Finding Time In a Digital Age

Focusing on the essence of time within the 21st century, this weeks reading deconstructs our cultural progression towards an increasingly fast-paced lifestyle. Examining how technology has imprisoned rather than liberated us from our careers. 

Overall, this rapid progression has established a growing sense of ‘time pressure’, as we face a shared global trend towards ‘temporal impoverishment’. Wajcman coins this economic system as ‘fast capitalism’, occurring in what she often describes as an ‘acceleration society’.

In reaction to this, society has also seen the creation of such movements as the ‘slow-food’and ‘slow cities’ movements. Both of which, place emphasis on the slowing of time and the appreciation of life’s infinite details. This has also been reflected through the abundance of growth occurring within the ‘mind business’. Creating an entire ‘mindfulness’ revolution. Which has been particularly popular among large corporations, whom fund workshops and employee initiatives that help to alleviate stress and boost morale.

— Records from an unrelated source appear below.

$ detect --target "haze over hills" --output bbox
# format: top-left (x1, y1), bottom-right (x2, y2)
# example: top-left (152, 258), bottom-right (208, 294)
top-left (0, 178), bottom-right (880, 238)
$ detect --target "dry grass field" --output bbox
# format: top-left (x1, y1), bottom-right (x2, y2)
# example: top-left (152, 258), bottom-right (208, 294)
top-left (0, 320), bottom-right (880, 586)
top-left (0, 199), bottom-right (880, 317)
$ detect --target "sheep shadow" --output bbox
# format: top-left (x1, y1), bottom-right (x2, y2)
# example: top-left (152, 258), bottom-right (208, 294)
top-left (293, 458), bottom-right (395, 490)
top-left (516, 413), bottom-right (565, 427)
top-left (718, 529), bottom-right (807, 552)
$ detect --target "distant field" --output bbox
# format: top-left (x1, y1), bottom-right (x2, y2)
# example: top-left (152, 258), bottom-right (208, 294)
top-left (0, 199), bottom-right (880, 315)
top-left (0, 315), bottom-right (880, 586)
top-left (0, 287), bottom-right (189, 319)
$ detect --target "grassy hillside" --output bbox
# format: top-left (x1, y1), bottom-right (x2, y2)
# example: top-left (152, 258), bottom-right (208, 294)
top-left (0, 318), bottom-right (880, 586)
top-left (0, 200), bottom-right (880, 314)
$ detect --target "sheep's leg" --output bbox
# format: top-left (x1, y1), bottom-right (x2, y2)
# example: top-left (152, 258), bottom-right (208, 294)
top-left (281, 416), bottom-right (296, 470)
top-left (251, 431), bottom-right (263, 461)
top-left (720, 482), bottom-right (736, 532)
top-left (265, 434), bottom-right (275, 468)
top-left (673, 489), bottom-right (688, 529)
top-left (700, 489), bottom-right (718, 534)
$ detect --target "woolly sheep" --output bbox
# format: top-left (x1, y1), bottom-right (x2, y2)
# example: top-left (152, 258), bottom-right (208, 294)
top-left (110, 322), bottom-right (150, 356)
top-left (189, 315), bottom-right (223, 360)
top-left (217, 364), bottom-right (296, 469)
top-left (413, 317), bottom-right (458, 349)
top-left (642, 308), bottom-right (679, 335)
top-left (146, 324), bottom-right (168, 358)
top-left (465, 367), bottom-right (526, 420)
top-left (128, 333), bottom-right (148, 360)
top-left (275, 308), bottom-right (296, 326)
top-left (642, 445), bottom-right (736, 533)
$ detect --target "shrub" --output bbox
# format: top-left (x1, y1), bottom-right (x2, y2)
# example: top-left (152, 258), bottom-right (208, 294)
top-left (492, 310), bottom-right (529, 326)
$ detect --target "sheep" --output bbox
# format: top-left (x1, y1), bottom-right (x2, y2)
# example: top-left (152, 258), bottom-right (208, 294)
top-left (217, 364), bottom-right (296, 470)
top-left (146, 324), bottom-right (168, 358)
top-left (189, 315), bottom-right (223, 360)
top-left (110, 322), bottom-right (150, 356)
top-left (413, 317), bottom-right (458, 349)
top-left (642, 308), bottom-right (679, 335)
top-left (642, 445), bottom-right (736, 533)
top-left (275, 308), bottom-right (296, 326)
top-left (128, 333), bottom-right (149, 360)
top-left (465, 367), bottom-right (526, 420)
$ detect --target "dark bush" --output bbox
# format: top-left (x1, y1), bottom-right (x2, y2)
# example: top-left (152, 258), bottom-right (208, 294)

As highlighted in the reading; Ben Agger labels this new framework as ‘iTime’, an aspect of cultural globalisation which believes that we have ‘too much to do and not enough time to do it’. Wajcman believes that in order for us to continue to grow as a society we must continue to ’embrace the emancipatory potential of technoscience’ whilst also remaining its ‘chief critic’. This departs from the often suggested ‘technological abstinence’, that other authors, yogi’s and health practitioners have suggested. 

I believe that ‘technological abstinence’ or at least not using your phone for a week is an important experience and reminder of our dependency on its technology. At least this was my experience when I decided to pick up my backpack and travel through India almost 3 years ago. With no working phone or source of internet I was forced into conversations with strangers as I asked them for directions. I became unable to talk to my friends on Facebook overseas and I spent the majority of my time embracing everything around me.

This freedom changed my entire trip and I could not recommend it highly enough to those wanting to disconnect from a world that is so highly “connected”.